Together the work group will create a plan to facilitate educational equity for children and youth in foster care, and children and youth experiencing homelessness with their general student population peers and to close the inequities between racial and ethnic groups by 2027. The specific duties of the work group are spelled out in the budget proviso.

Emergent placement options -- $848,000 -- Ongoing funding is provided for 10 Emergent Placement Contract (EPC) beds that the Children’s Administration initiated in November 2017. The EPC beds are short-term placements that provide an alternative to the use of hotels for children in foster care. Additional beds bring the total number of EPC beds to 34.

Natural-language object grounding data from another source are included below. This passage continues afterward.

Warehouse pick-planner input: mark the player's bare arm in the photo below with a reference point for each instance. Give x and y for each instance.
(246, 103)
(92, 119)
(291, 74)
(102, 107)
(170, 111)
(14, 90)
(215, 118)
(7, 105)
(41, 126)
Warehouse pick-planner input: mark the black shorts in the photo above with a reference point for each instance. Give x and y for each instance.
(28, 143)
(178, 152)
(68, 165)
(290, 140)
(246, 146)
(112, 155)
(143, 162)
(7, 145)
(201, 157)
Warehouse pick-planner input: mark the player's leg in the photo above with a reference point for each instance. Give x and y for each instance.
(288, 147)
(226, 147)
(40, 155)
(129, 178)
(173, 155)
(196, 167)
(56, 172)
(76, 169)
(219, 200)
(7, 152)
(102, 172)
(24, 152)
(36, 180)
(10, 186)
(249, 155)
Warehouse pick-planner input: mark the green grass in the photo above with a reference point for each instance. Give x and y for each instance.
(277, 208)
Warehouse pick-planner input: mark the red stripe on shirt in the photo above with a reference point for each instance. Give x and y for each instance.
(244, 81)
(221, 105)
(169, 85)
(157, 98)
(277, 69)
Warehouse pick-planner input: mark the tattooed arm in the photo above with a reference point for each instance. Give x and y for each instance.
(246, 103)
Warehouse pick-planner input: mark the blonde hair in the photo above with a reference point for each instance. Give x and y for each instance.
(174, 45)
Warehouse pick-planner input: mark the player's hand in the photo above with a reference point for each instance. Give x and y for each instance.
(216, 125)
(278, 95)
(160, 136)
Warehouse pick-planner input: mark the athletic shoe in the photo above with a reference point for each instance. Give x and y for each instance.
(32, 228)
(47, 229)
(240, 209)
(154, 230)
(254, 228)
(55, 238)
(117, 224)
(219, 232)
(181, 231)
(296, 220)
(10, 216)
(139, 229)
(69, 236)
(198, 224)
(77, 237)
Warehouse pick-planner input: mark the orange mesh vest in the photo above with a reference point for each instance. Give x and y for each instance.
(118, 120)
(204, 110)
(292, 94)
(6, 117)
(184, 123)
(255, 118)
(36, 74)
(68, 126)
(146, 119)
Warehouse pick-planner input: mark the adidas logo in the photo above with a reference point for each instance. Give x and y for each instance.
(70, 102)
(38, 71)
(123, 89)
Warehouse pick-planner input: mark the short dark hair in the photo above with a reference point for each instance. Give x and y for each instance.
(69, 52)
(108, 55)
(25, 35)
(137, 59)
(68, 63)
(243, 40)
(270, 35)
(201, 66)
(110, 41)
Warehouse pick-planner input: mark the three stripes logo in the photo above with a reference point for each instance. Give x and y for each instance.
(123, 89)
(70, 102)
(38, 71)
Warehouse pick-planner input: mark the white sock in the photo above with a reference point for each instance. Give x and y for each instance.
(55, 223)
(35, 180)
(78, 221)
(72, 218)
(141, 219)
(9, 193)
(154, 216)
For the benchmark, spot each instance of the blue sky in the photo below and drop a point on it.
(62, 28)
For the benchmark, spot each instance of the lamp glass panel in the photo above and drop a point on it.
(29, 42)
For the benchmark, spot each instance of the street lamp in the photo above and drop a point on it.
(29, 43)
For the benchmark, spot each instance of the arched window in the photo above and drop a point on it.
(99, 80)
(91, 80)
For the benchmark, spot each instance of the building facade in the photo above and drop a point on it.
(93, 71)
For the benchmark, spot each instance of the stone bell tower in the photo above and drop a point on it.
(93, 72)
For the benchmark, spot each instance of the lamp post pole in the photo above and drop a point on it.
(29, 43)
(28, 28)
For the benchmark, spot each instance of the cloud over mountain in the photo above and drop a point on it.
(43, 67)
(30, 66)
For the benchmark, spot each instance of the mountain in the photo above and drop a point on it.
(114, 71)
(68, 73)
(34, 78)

Families-in-crisis study -- $150,000 -- Funding is provided for a study on the public system response for families and youth in crisis who are seeking services to address family conflict. The Department of Children, Youth, and Families, in collaboration with the Department of Commerce, the Administrative Office of the Courts, and local jurisdictions, will develop recommendations to improve the delivery of services, including potential changes to the at-risk youth and child and need of services petition processes, and family reconciliation services.

Fathers and Family reunification -- $125,000 -- Funding is provided for a grant to a nonprofit organization to assist fathers transitioning from incarceration to family reunification.

Home visiting expansion -- $2.299m -- Funding is provided to equalize existing home visiting service provider rates and expand services to additional families in FY 2019.

Homeless youth resource portal -- $20,000 -- Funding is provided for the Office of Homeless Youth Prevention and Protection Programs to conduct a survey of homeless youth service and informational gaps.

Implementation of DCYF -- $2.405m -- Funding is provided to support implementation of the new Department of Children, Youth and Families (DCYF). DCYF must submit an expenditure plan to Office of Financial Management (OFM) and may expend implementation funds after receiving approval from the Director of OFM.  Funding is also provided for staff and expenses for the Oversight Board, which is tasked with monitoring and ensuring that the DCYF achieves its stated outcomes.

Pediatric primary care Medicaid rate -- $13.844m -- Funding is provided to increase pediatric primary care rates for the same set of evaluation and management and vaccine administration codes that were included in the temporary rate increase provided by the patient protection and affordable care act.

Prevention pilot -- $250,000 -- Funding is provided solely for the Department Of Children, Youth, and Families to conduct a pilot project that convenes stakeholders to develop and plan an intervention using the Help Me Grow model to prevent child abuse and neglect..  DCYF will contract with a county-wide nonprofit organization with early childhood expertise in Pierce county to complete the work.

Relative search staff -- $696,000 -- Funding is provided to hire 6.5 relative search FTEs, effective July 1, 2018. The staff are anticipated to reduce the backlog of relative search referrals and facilitate appropriate placements of dependent children with relatives when appropriate.

Temporary Assistance to Needy Families (TANF) grant increase - $9.058m -- Beginning in FY 2019, funding is provided for a 6.8 percent increase in the grant standard for the Temporary Assistance to Needy Families (TANF), State Family Assistance (SFA), and Refugee Cash Assistance (RA) programs. When combined with the 2.5 percent increase. which also takes effect on July 1, 2018, the maximum TANF grant for a family of four is increased from $613 per month to $671 per month.

Tribal Kinship Navigators - $245,000 -- Tribal Kinship Navigator Funding is increased for the Tribal Kinship Navigator program to serve the Yakama Nation, Colville Indian reservation, and other tribal areas.